Cassian's mouth parted. "You're not… planning something dangerous, are you?"

"No," she said. "Not yet. But I might be one day. And I'd rather not die alone again."

His eyes widened. "Again?"

She smiled faintly. "Just a dream I had."

---

Later, after Cassian left, she stood at her window overlooking the moonlit courtyard. She watched the fountain glisten, the silver statues of old Archmages standing guard like frozen sentinels.

Ten years. She had ten years until her execution — unless she changed the course of fate.

And the first step was power.

Real power. The kind no High Seer could suppress.

In her old life, she had been cautious. Too cautious. Afraid to study forbidden knowledge, afraid to draw too much attention, afraid to outshine the prince. She would not make that mistake again.

She would rise. Quietly at first. Then brilliantly. And when the time came, she would burn the court to the ground.

---

Two Days Later

The Academy buzzed with the announcement of the year's first trial — a magical tournament for top apprentices. It was usually a showy event to let the nobility scout talent. Seraphina remembered it well.

It was the year she lost.

Not this time.

She signed up immediately.

---

In the underground sparring arena, torches blazed against stone walls etched with protective glyphs. A crowd of students and instructors gathered as names were drawn for duels.

Seraphina stepped into the ring with calm purpose.

Her opponent? Rylas Grey, a loudmouthed noble's son who barely managed a teleportation spell without vomiting.

He smirked at her. "Ready to lose, Valea?"

She didn't answer.

The match began.

Rylas conjured a blinding flash of light, then a gust of wind — both textbook beginner spells. Seraphina didn't move. She raised one hand and whispered a word in ancient tongue.

"Velth'ra."

A dark, coiling mist burst from her fingertips and wrapped around Rylas's arms, yanking him off his feet. He screamed as the mist crackled with contained lightning.

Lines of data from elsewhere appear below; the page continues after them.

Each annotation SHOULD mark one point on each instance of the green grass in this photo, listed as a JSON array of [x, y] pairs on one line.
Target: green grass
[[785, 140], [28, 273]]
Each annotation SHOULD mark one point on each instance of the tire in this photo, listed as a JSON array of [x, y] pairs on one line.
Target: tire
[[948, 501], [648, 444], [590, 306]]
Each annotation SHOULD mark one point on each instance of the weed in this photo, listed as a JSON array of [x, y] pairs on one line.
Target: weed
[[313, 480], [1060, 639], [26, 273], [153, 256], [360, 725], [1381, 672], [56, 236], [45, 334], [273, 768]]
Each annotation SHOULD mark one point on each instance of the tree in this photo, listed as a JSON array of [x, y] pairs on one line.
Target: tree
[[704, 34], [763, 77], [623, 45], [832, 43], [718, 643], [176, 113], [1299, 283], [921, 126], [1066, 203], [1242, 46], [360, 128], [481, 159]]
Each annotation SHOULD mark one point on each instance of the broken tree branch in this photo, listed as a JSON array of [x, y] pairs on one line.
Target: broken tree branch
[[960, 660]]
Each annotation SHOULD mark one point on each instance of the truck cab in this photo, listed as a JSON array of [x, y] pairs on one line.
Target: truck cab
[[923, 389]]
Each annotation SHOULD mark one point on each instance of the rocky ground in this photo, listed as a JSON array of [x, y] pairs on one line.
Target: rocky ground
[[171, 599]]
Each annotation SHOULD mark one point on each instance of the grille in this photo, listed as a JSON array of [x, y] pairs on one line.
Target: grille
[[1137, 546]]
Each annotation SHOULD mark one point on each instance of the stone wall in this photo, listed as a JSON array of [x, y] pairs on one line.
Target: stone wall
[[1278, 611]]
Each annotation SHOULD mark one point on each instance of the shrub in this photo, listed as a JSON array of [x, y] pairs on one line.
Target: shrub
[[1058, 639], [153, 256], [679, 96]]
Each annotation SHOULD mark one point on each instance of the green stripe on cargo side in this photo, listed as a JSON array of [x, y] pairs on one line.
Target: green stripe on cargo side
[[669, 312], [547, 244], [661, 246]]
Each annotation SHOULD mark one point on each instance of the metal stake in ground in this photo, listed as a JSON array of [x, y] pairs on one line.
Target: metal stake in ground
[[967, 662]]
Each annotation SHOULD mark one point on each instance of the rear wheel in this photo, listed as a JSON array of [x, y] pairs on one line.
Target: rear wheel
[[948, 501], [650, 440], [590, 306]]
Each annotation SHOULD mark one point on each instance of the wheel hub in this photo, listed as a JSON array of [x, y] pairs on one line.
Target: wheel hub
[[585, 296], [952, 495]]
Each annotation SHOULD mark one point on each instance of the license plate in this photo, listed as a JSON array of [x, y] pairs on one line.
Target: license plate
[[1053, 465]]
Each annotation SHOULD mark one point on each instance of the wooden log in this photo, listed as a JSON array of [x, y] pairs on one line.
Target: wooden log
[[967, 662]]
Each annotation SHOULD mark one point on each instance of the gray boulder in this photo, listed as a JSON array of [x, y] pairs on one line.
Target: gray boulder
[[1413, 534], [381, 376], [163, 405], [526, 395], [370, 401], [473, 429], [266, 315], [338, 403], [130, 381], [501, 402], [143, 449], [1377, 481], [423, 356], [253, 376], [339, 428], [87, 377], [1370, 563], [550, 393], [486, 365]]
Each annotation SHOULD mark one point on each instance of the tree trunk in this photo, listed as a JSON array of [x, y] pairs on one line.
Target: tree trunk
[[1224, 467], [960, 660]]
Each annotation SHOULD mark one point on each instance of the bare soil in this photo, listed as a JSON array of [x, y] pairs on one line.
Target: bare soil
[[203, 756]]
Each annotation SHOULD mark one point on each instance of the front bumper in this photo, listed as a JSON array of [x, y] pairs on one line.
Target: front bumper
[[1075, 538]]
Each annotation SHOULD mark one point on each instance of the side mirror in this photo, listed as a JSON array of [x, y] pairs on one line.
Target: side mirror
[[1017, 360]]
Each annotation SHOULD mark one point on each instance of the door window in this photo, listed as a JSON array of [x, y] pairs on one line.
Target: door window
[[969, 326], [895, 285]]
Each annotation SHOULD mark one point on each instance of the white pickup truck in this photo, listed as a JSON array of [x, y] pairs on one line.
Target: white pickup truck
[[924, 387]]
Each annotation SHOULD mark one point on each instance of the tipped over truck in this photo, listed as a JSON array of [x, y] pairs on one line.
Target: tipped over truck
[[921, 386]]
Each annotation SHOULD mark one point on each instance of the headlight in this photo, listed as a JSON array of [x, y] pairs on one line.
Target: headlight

Gasps echoed through the arena.

"Yield!" he shrieked.

She let him drop. The mist vanished.

Silence fell. Even the judges looked stunned.

Where had she learned that?

None of them knew the truth — that she had studied spells lost to time, that she had died with knowledge few mortals ever touched.

They would learn.

She left the ring without waiting for applause.

Let the court whisper. Let them wonder.

Because Seraphina Valea had returned — and she would not lose again.